She proceeded to execute her ballet, her pas seul, her dance of immortal shame and fatal infamy. Cries of delight arose. The creature grew frantic. The court of Herod fell into two parties. One party proclaimed the performance a perfection of elegance and spirit. The other party said not a word, but glances of painful feeling passed among them. The clamorous eulogists formed the large majority. In the silent minority was numbered Paulus, who never in his life had felt such grave disgust or such settled indignation. He thought of his pure and innocent Esther—alas, not his! He thought that, had it been his sister Agatha who thus outraged every rudimentary principle of the tacit social compact, he could almost find it in his heart to relieve the earth of her.

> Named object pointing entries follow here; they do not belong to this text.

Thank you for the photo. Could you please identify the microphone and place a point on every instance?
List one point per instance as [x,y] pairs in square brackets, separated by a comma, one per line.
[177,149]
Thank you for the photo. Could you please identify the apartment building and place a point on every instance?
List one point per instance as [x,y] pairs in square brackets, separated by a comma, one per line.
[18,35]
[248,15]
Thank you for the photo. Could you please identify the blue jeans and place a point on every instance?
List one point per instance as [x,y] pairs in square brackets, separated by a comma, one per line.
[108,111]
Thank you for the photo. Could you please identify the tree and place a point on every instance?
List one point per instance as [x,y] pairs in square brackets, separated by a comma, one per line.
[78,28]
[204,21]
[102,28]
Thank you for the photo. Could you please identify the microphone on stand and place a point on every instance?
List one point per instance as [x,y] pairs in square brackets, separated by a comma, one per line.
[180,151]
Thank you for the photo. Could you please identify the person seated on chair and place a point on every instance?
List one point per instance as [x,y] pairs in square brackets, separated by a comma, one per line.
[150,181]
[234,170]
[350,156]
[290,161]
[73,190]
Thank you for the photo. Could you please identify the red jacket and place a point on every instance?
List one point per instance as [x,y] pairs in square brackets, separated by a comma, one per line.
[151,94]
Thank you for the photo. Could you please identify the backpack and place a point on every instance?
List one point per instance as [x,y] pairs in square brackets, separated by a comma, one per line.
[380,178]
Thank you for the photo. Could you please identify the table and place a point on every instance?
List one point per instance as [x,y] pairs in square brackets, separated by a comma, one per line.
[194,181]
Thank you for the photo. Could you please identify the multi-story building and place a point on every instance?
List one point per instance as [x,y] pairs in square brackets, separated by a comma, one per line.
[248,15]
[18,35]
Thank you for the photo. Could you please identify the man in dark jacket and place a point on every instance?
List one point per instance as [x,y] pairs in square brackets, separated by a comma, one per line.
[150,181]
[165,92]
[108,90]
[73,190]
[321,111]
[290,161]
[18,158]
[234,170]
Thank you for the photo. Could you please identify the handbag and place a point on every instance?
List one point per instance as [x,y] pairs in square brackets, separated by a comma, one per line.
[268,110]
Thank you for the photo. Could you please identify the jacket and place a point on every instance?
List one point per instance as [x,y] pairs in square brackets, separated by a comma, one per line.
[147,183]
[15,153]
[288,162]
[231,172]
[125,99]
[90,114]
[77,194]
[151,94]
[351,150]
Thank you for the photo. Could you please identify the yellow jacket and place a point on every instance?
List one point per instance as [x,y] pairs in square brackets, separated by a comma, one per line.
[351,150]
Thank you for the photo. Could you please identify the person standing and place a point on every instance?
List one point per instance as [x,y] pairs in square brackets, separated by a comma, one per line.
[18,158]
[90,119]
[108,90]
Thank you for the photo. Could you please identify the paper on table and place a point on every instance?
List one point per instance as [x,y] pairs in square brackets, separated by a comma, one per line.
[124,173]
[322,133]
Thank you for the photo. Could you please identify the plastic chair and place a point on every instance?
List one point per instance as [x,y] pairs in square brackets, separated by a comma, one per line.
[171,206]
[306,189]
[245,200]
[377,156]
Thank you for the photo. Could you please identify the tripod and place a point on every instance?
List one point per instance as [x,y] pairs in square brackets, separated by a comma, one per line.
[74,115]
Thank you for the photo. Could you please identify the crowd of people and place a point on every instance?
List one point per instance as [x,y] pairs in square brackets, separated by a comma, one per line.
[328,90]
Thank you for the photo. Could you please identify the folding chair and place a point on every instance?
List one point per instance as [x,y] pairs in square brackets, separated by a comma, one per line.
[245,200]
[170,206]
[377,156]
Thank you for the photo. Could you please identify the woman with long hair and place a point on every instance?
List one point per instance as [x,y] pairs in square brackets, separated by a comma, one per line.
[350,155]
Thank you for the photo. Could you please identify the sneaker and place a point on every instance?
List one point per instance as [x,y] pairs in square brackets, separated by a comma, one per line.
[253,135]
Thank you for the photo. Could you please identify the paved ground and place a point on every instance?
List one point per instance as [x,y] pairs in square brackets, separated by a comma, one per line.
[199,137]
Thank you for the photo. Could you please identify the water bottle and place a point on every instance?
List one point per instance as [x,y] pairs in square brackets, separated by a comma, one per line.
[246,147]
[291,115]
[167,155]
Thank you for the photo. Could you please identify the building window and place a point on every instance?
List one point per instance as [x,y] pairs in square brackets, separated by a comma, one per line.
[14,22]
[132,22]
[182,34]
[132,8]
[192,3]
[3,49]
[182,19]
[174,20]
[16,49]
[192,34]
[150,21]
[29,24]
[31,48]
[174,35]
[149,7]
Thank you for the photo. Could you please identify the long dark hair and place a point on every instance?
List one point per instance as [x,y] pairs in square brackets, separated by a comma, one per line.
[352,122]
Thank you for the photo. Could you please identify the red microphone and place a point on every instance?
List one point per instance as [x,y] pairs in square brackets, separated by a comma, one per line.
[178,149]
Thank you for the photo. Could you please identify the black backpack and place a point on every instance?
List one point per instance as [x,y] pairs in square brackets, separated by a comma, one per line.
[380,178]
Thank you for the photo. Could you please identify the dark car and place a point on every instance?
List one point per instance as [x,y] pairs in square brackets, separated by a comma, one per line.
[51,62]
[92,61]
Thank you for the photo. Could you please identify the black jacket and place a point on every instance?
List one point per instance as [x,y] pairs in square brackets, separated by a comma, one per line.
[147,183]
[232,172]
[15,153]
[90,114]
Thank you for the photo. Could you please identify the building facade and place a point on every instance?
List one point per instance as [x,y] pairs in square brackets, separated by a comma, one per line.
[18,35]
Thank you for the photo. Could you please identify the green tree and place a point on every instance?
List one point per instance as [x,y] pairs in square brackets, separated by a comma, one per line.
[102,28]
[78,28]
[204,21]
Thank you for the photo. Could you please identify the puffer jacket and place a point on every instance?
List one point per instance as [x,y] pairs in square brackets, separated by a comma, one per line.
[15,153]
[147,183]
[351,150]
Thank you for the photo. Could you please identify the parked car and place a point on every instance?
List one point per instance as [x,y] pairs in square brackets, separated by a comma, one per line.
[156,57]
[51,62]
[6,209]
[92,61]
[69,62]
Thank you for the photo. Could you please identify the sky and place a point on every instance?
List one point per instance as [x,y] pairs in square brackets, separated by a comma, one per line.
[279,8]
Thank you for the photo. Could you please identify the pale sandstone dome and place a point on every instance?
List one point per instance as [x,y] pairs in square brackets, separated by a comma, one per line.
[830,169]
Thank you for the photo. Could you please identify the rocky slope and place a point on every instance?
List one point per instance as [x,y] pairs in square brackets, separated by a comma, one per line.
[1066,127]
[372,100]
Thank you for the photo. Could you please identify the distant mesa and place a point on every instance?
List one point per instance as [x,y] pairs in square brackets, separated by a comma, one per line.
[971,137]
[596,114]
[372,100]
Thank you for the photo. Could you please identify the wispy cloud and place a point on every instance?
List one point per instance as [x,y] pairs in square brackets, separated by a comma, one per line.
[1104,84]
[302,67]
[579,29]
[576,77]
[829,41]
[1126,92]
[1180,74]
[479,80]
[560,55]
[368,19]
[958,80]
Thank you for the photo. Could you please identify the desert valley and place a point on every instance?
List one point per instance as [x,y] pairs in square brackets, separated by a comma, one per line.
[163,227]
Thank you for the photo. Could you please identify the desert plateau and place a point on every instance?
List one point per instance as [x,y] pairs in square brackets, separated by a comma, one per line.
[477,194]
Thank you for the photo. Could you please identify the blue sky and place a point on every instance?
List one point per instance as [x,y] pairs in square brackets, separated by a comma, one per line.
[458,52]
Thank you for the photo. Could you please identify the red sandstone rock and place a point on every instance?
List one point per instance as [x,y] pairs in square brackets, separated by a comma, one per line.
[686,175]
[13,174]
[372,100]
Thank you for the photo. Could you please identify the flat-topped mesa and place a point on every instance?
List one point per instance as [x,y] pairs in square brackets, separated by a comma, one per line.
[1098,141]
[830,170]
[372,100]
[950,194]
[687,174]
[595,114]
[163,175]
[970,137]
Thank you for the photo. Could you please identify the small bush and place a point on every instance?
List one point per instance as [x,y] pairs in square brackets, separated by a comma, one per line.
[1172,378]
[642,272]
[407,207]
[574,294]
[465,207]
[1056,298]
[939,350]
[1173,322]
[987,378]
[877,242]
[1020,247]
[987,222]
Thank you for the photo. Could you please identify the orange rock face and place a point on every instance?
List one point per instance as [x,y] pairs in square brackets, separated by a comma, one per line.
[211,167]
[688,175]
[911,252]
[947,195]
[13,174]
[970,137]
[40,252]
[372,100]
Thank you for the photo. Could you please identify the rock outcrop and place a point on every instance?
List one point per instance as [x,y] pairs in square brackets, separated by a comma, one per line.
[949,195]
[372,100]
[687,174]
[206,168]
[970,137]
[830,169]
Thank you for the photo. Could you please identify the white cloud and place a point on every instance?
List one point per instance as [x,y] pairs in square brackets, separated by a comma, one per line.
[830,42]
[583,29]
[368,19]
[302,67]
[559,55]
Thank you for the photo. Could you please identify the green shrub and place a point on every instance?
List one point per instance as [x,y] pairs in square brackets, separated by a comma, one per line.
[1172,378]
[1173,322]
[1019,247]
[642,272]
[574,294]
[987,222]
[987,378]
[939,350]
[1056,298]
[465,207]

Thus pondering, his glance fell upon Herod the tetrarch. The tetrarch seemed to have become delirious. He was laughing, and crying, and slobbering, and clapping his hands, and rolling his head, and rocking his body on the great state cushion under the canopy, where he "sat at table." While Paulus was contemplating him in wonder and shame, the wretched dancer came to an end of her bounds. Indecency, scientifically accidental, had been the one simple principle of the exhibition. Herod called the practised female before him, and, in the hearing of several, bade her demand from him any reward she pleased, and declared upon oath that he would grant her demand. Paulus heard the answer. After consulting apart with her mother, she reapproached the tetrarch, and, with a flushed face, said that she desired the head of a prisoner upon a dish.

"What prisoner?"

"John," said she.

Paulus gazed at the miserable tetrarch, "the quarter of a king," not from the height of his rank as a Roman general, but from the still greater height which God had given him as one of the first, one of the earliest of European gentlemen. He knew not then who John was. But that any fellow-creature in prison, not otherwise to be put to death, should have his head hewn off and placed upon a dish, because a woman had tossed her limbs to and fro in a style which pleased a tetrarch while it disgraced human society, appeared to Paulus to be less than reasonable. What he had said, the tetrarch had said upon oath.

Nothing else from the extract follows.